Yes, it’s legal for the European Central Bank to save Europe
At this point, a wide range of economists agree that any plan to avert a breakup of the euro zone will have to involve the European Central Bank stepping up and pledging to backstop the debt of countries like Italy and Spain. Those calls have only grown louder this week, as the bond market went haywire and the contagion spread to once-safe countries like France.

Will the ECB bail out Barcelona?
(Emilio Morenatti/AP)
And yet… European officials keep insisting that the ECB isn’t legally allowed to play savior. On Tuesday, the head of Germany’s Bundesbank called it a violation of European law. The Wall Street Journal argued Wednesday that the European Union’s founding treaty would need to be revamped before the ECB could act as a lender of last resort to countries like Italy. So is this true? Could Europe really melt down because of a few legal niceties?
Not really, say experts. It’s true that the Treaty of Lisbon expressly forbids the European Central Bank from buying up debt instruments directly from countries like Italy and Spain. But, says Richard Portes of the London Business School, there’s nothing to prevent the central bank from buying up Italian and Spanish bonds on the secondary market from other investors.
“If that’s illegal, then officials should already be in jail,” says Portes. “Because they’ve been doing it sporadically since May of 2010.” The problem is that the bank’s current erratic purchases only seem to be creating more uncertainty in the market. “Right now,” says Portes, “nobody’s buying in that market except the ECB.”
Instead, what many experts want the European Central Bank to do is to pledge, loudly and clearly, that it will buy up bonds on the secondary market until, say, Italy’s borrowing costs come down to manageable levels. In theory, says Portes, the central bank wouldn’t even have to make many purchases after that, because expectations would shift and become self-fulfilling. In the near term, investors would stop worrying about whether they’d be repaid for loaning money to countries like Italy, and Italy’s borrowing costs would drop — giving it room to figure out its debt woes. (Granted, that latter step is a daunting task.)
There don’t seem to be any legal strictures preventing the ECB from doing that. “It’s perfectly within their mandate to maintain financial stability,” adds Daniel Gros of the Centre for European Policy Studies. Instead, says Gros, “the main reservations are political.” Many German officials see any pledge to buy up Italian debt as a straight-up wealth transfer to their irresponsible neighbors down south.

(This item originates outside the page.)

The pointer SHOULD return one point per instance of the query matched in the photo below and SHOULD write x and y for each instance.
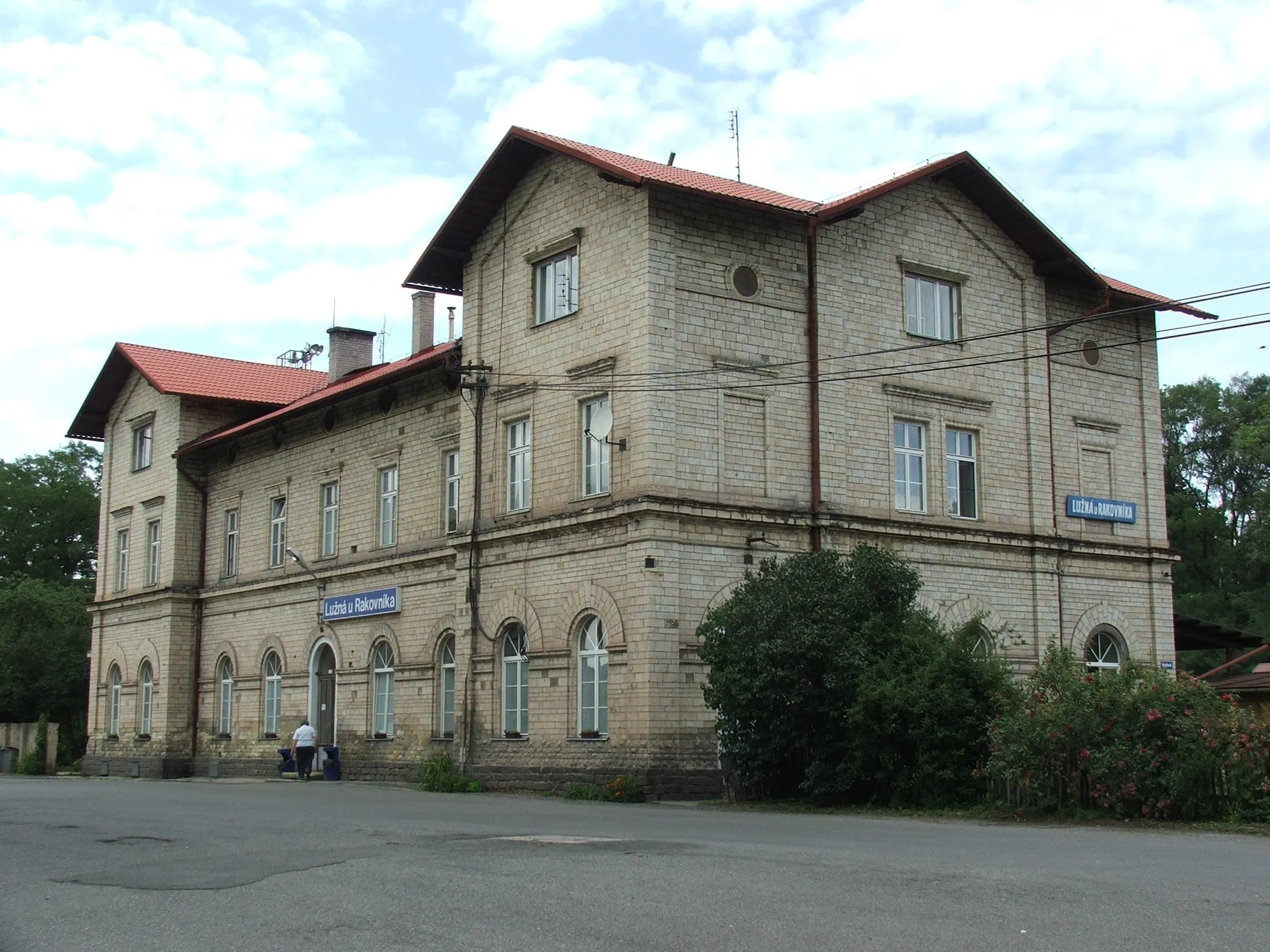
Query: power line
(928, 345)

What’s more, if the ECB did calm down the markets, it would ease the pressure on troubled countries to carry out economic reforms. In essence, as Jacob Funk Kirkegaard told me recently, the ECB is engaged in a “game of chicken.”
But it’s a dangerous game to play. “The only option left is the ECB,” says Portes. He notes that the central bank will probably need political backing before it can move to calm the markets and haul financially strapped countries out of the danger zone. “The bottom line is that [German Chancellor Angela] Merkel and [French President Nicolas] Sarkozy need to agree to this approach, particularly Merkel. They’re the ones who need to realize that this is the only way they can save the monetary union.”